Massive, s’étageant sur plusieurs niveaux, elle est plantée un peu en retrait au fond d’une cour à la pelouse rase. De grandes baies vitrées en polyuréthanne à travers lesquelles on ne peut voir contrastent avec les deux escaliers dix-huitième en pierre de la façade. Symétriques, ils trônent à chaque extrémité comme des sphinx. C’est ma maison, je le sais comme on sait son nom. Et pourtant ce soir, en rentrant chez moi comme tous les autres soirs, je trouve un peu étonnant ce contraste flagrant dans l’architecture. On devine encore le cachet ancien de la maison sous les rajouts, mais il faut commencer à chercher. Et puis, surtout, je n’ai plus trop présent à l’esprit la vision de l’intérieur. Ca me parait incroyable, mais enfin, c’est si grand…Et puis, la fatigue aidant, nos facultés peuvent s’altérer. Parfois, on ne retrouve plus un mot, un nom, pourtant bien connu de nous, et puis ça revient. Notre mémoire nous joue des tours et il ne faut pas s’alarmer pour si peu. Ce soir, le souvenir de ma maison m’échappe… Je ne parviens pas à visualiser l’agencement des pièces, le mobilier, ni même d’ailleurs l’agencement général.
  La maison est immense en fait, c’est peut-être ça aussi qui me dérange aujourd’hui.  J’entre.
  Il y a un hall dans l’entrée et tout de suite un escalier large en bois qui file dans les étages. Les plafonds sont hauts, il y a des pièces partout et plus je monte, plus je perçois le décalage entre la maison et moi. Le sol que j’aperçois à travers les balustres est composé d’un carrelage en damier noir et blanc. Je ne comprends pas comment il se fait que cette maison m’appartienne. Je n’ai rien à voir avec ce strass, ces proportions démesurées qui ne sont pas taillées pour moi. Pourtant, encore une fois, il n’y a pas de doute possible, je suis chez moi.

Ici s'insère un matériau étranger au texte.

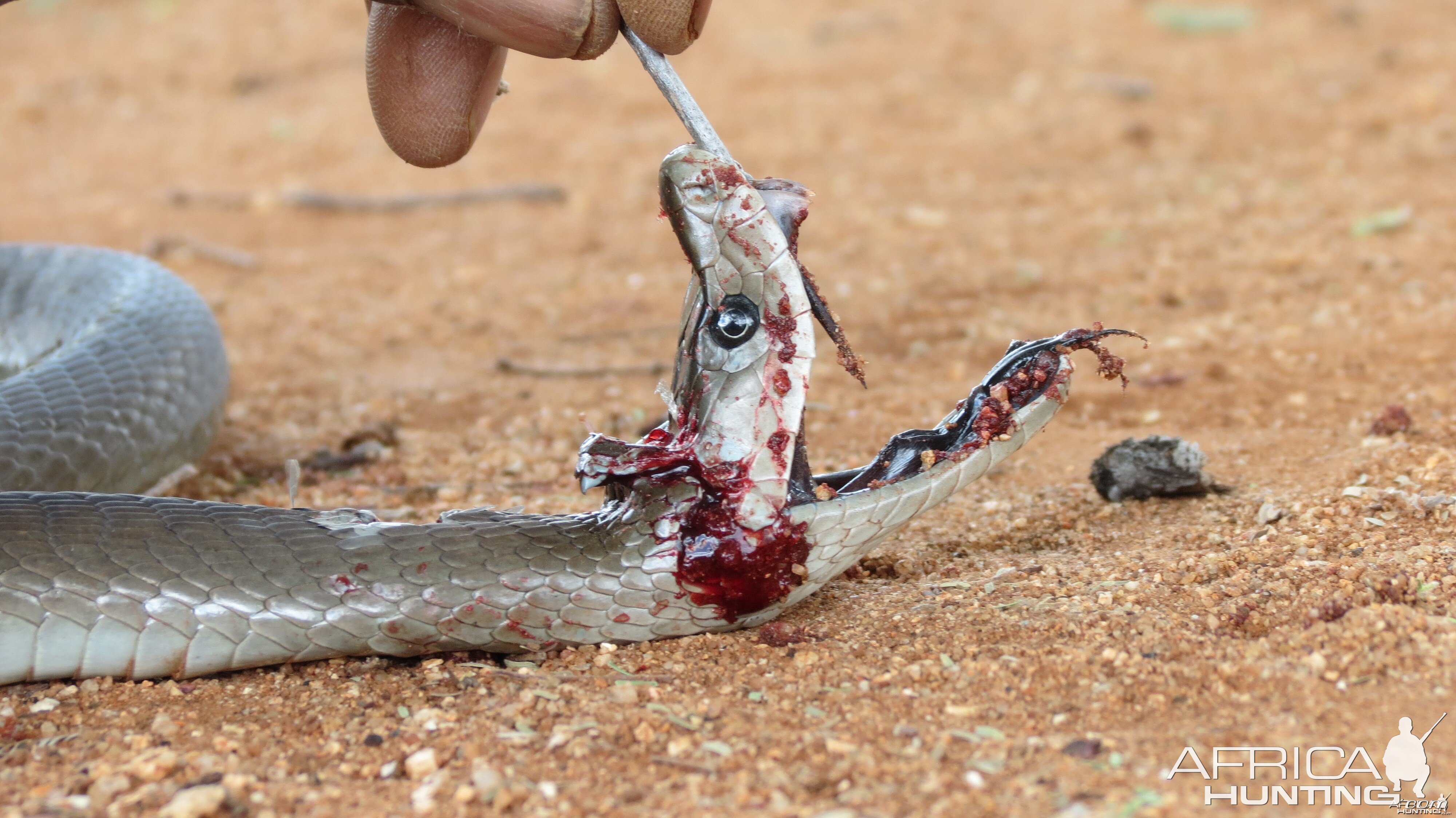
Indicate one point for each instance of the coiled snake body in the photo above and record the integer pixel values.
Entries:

  Ma femme et mes enfants ne sont pas là. Je ne sais pas où ils sont. Ils devraient être là parce que je rentre toujours le dernier.
  La maison semble inhabitée. Ce qui devrait m’être familier m’apparaît comme totalement étranger. A l’étage, sur la gauche, je pénètre dans la chambre de mes enfants. Elle est vide de présence et les énormes peluches aux teintes vives sur les lits me sont inconnues. Elles sont aussi incongrues qu’énormes et criardes. Le mobilier aussi m’est étranger. Je ne reconnais rien. Je viens de rentrer chez moi, mais je dois en convenir, je suis dans la maison de quelqu’un d’autre. Ou quelqu’un d’autre s’est installé chez moi frauduleusement… L’angoisse m’oppresse. Les baies vitrées diffusent un jour terne et gris de vitres dépolies. On ne voit pas au dehors à travers. Je me sens dans un monde qui n’est pas le mien, enfermé dans ce dédale de pièces glauques qui n’en finissent pas de s’ouvrir les unes sur les autres.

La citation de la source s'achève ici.